RUSSELLS Hall bosses have admitted the plan to rescue hospital finances is failing and stronger medicine is needed.

Dudley Group NHS Foundation Trust is aiming to save £14m to balance its books but the plan is not working fast enough.

To speed up the process the Trust, which employs 4,500 people, has announced it is to remove 400 jobs from its books to cut its wage bill, which is currently £192.8m per year.

Dudley Trust chief executive, Paula Clark, said: “Our priority is always to provide high quality patient care as well as protecting our workforce and if we can get the vacancy controls right then we can reduce redundancies.

“Pay is our biggest cost, making up 70 per cent of spend, and we know we cannot make the type of savings we need without looking at a reducing our spend on staffing.”

The Trust is appointing a panel made up of their directors of strategy and performance, operations and finance plus their deputy director of nursing and their head of human resources to review every vacant job.

The panel will only allow recruitment to positions which are deemed essential, the latest figures from the Trust show on November 20 it had 327 vacant posts of which 182 were clinical.
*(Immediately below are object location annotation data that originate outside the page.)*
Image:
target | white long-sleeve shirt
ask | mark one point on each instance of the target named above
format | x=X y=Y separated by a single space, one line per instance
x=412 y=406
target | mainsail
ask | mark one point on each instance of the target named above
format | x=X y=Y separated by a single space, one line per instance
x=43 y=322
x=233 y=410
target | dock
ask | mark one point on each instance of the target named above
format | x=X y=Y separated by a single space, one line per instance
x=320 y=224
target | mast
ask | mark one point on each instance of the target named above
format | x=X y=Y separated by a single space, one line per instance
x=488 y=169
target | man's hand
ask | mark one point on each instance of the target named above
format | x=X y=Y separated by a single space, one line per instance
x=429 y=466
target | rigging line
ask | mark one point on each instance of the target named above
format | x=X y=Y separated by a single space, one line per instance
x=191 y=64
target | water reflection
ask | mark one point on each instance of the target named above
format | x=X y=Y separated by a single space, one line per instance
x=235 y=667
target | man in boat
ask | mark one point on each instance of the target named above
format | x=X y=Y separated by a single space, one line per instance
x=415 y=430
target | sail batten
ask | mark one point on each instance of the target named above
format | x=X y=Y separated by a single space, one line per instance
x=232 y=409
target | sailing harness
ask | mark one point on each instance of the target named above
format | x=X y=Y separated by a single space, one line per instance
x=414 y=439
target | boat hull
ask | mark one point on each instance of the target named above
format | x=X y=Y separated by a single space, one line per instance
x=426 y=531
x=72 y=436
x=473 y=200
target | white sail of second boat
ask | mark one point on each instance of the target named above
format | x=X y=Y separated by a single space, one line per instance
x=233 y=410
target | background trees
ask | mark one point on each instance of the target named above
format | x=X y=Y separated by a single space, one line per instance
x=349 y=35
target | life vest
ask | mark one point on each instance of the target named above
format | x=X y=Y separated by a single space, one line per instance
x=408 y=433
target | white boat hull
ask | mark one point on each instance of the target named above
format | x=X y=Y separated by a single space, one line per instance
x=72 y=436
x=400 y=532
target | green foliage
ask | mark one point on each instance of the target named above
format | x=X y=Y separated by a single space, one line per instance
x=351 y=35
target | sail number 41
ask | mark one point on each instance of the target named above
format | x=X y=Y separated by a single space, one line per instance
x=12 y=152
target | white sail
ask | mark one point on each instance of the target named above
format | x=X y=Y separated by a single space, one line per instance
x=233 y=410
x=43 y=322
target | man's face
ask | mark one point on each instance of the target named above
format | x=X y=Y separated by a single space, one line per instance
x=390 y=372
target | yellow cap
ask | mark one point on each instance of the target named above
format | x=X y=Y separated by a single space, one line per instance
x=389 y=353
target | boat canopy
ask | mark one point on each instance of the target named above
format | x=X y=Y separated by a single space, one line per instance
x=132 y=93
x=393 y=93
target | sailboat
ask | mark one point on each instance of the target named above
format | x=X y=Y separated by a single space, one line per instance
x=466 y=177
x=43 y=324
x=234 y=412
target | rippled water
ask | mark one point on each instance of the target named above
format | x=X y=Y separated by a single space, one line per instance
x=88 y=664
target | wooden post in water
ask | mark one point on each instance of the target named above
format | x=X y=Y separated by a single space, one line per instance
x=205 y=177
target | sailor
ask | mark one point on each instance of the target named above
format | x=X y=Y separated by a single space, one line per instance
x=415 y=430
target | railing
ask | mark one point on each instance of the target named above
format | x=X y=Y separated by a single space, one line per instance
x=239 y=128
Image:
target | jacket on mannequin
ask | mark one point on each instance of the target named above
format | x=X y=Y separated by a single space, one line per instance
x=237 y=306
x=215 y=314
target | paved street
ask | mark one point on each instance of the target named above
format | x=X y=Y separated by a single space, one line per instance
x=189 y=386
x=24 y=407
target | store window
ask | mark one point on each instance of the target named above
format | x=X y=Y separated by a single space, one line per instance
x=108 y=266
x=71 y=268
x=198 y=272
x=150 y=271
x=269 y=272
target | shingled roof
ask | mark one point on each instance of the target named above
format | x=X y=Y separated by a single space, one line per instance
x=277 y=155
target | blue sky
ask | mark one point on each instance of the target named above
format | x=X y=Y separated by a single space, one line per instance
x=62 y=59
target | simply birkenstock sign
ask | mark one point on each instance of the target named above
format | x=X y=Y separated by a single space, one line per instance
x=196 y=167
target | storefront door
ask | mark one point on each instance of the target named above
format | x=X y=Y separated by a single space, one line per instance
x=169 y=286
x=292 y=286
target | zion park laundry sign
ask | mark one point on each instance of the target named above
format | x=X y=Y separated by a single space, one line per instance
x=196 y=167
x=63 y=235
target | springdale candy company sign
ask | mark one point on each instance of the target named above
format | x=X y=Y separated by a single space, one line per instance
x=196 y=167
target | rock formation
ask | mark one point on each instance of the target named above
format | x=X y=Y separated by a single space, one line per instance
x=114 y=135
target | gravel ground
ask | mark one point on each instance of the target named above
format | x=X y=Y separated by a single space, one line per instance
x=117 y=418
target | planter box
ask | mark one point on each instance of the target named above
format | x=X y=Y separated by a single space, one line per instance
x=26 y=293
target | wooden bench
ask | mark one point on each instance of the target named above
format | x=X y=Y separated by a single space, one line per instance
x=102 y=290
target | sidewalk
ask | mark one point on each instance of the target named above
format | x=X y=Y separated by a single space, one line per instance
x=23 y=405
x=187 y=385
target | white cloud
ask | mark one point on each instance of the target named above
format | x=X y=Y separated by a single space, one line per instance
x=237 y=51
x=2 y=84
Health chiefs hope to make the cuts through non replacement when people leave their jobs and say compulsory redundancies will be a last resort.

They blame a combination of rising demand and lower real-terms income for the crisis and say Dudley is not alone in facing financial sickness.

A Trust spokesperson said: “It takes a long time to develop and implement large-scale change schemes in any organisation, not just the NHS.

“Our staff, especially our clinical leaders, are fully engaged in the delivery of our financial proposals and we hope to achieve financial stability by the end of 2016.

“In common with all trusts in England, we are under extreme financial pressures against the backdrop of a budget freeze for the past four years and a requirement to make four percent efficiency savings, year on year, which equates to £10m-£12m.

“The money we get paid for treatments and procedures is also reducing. We have also experienced an increased demand on our services and higher pension costs.”